On traverse les vieilles vignes de Grenache blanc qui, bien qu’ayant clairement dépassé les 120 ans d’âge, ont décidé de tout donner. En passant au milieu des gobelets torturés, qui portent tous un kilo voire un kilo et demi de grenache somptueux, je pense, bêtement, à ces vidéos sur le web ou un athlète se déguise en vieillard et vient taquiner des sportifs de rue sur une barre fixe. Ces vignes là, rien ne leur fait peur, rien ne les effraie…

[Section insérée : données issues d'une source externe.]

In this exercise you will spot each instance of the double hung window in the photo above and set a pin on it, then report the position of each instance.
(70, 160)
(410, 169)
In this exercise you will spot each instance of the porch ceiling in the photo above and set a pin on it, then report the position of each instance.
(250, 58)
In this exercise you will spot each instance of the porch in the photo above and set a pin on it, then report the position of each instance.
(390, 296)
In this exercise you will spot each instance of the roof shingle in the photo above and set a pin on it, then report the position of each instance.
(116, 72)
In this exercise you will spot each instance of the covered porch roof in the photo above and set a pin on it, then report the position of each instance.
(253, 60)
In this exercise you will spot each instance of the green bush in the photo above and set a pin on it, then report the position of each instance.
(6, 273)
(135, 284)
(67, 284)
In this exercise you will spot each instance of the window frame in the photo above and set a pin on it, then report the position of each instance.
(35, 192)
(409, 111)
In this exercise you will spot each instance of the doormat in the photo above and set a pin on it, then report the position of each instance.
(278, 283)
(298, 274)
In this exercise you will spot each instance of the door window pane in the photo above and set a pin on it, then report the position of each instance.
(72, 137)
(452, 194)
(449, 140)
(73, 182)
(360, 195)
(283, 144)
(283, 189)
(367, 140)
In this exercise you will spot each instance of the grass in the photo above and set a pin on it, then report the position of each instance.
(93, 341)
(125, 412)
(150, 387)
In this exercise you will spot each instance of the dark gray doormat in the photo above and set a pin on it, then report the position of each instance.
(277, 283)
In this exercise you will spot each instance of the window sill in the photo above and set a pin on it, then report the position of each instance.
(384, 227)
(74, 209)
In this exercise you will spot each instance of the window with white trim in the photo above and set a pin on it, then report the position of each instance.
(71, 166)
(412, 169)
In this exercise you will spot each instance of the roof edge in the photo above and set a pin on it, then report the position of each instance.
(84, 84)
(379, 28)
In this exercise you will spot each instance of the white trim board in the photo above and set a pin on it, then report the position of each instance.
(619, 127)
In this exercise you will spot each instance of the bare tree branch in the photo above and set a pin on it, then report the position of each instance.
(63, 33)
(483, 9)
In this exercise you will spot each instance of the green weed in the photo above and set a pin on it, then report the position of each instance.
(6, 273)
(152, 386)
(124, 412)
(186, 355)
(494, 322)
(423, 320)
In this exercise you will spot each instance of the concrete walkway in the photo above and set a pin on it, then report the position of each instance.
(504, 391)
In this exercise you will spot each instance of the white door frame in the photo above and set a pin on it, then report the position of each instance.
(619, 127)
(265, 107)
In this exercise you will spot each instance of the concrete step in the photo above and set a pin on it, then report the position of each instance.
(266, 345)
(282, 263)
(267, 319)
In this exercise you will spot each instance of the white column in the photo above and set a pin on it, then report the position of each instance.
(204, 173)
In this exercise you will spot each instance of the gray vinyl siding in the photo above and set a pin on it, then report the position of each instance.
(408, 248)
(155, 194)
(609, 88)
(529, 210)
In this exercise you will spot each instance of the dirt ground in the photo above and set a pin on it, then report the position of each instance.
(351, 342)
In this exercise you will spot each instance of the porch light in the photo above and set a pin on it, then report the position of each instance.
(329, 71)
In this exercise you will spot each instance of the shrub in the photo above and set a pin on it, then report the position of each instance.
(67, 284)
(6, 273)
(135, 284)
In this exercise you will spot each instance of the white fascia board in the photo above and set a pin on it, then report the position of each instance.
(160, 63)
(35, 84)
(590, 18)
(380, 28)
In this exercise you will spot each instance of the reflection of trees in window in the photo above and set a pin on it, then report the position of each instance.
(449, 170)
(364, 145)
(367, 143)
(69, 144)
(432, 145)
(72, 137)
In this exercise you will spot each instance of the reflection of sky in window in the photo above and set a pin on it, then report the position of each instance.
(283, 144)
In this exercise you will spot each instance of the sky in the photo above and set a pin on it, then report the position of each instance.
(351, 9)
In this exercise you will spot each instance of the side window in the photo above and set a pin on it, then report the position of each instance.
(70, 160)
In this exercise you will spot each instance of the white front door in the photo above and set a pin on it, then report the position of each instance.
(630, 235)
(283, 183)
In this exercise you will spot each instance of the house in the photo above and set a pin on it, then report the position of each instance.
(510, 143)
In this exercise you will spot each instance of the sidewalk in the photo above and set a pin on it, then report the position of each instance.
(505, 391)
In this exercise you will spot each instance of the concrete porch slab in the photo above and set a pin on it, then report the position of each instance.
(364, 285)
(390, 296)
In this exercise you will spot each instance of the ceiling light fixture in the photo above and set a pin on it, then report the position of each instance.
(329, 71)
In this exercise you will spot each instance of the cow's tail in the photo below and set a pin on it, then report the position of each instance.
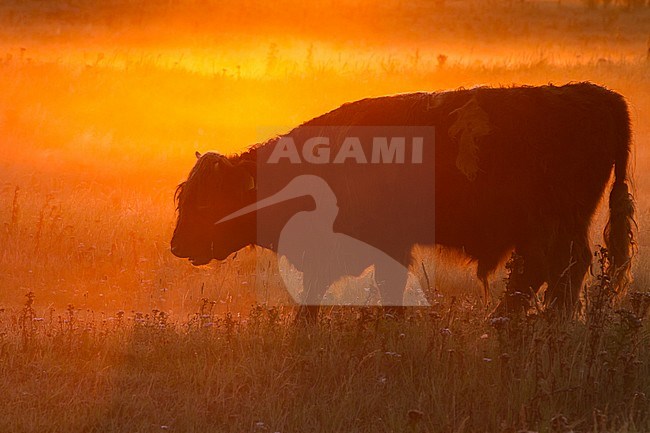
(620, 228)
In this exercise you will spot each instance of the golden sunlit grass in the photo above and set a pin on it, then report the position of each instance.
(100, 114)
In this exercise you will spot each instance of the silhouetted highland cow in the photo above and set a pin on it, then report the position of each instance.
(520, 168)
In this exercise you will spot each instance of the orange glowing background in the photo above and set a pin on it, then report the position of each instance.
(102, 105)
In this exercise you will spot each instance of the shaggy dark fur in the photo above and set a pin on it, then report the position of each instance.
(520, 168)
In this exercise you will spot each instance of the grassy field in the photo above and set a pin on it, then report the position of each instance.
(102, 105)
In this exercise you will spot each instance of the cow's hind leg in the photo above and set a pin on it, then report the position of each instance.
(570, 258)
(391, 277)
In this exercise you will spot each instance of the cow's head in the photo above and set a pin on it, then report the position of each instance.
(215, 187)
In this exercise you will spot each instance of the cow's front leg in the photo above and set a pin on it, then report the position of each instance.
(314, 288)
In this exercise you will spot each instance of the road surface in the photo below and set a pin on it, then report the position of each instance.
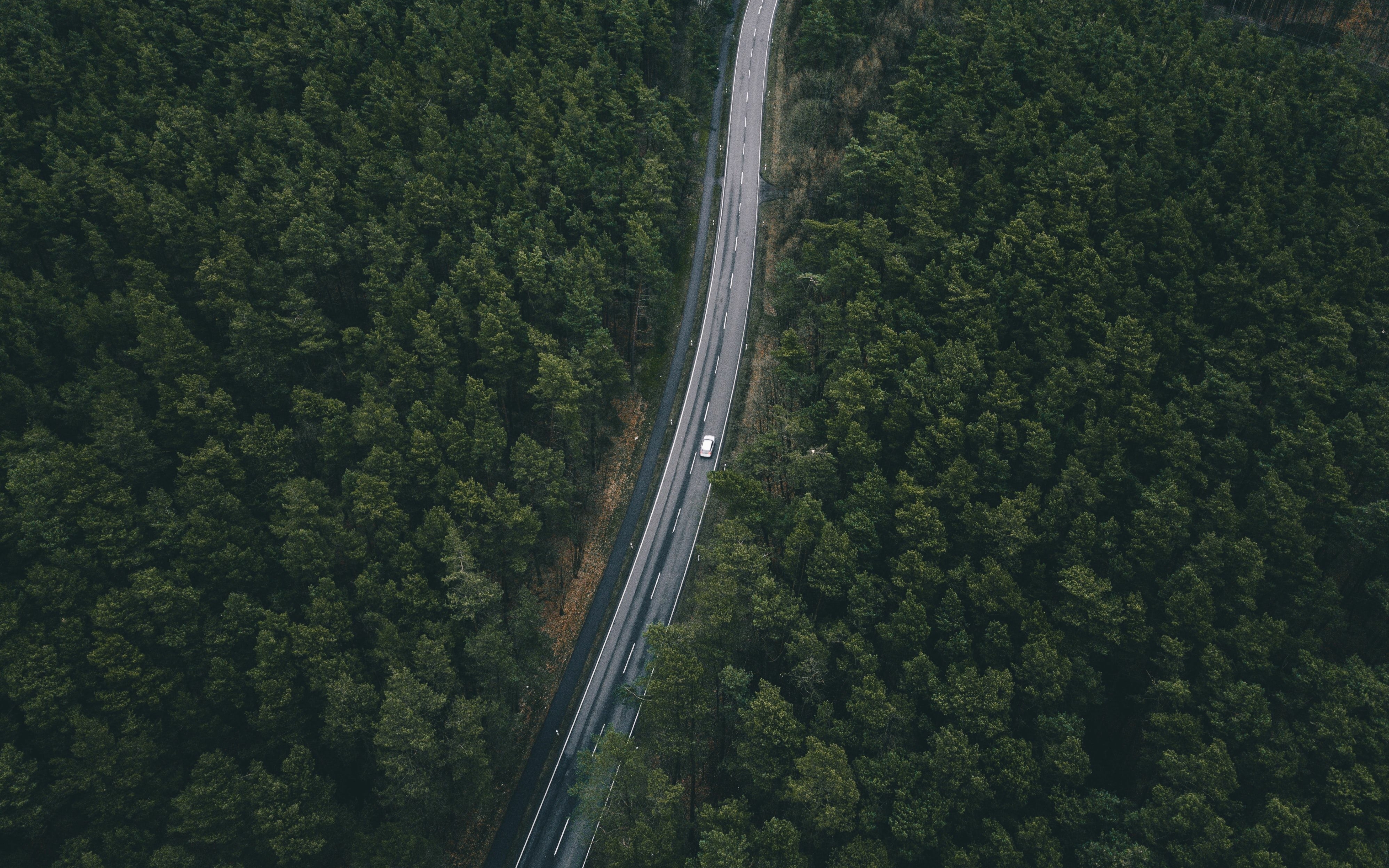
(555, 837)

Chaque grappe est bien à l’abri, cachée sous le feuillage, protégée par l’ombrage du parasol naturel que permet la taille en gobelet. De loin, on ne voit presque rien, mais en effeuillant, les baies se révèlent. Tout est vert, bien sûr; après tout on est en août. Clairement, l’effet terroir joue cette année à fond, et entre la plaine et les calcaires de Vingrau, il y aura deux semaines d’écart au niveau maturité, bien bon.

Voilà que je pense à la barre fixe… Ah, les agrès. Le nom est ancien et qualifiait, au temps de la marine à voile tout ce qui permettait le réglage du bateau : voiles, vergues, cordages. Par extension, dans le sport, ce sont tous les équipements qui permettent un sport, pas simplement dans la GAM (Gymnastique Artistique Masculine) contrairement à ce que l’on croit.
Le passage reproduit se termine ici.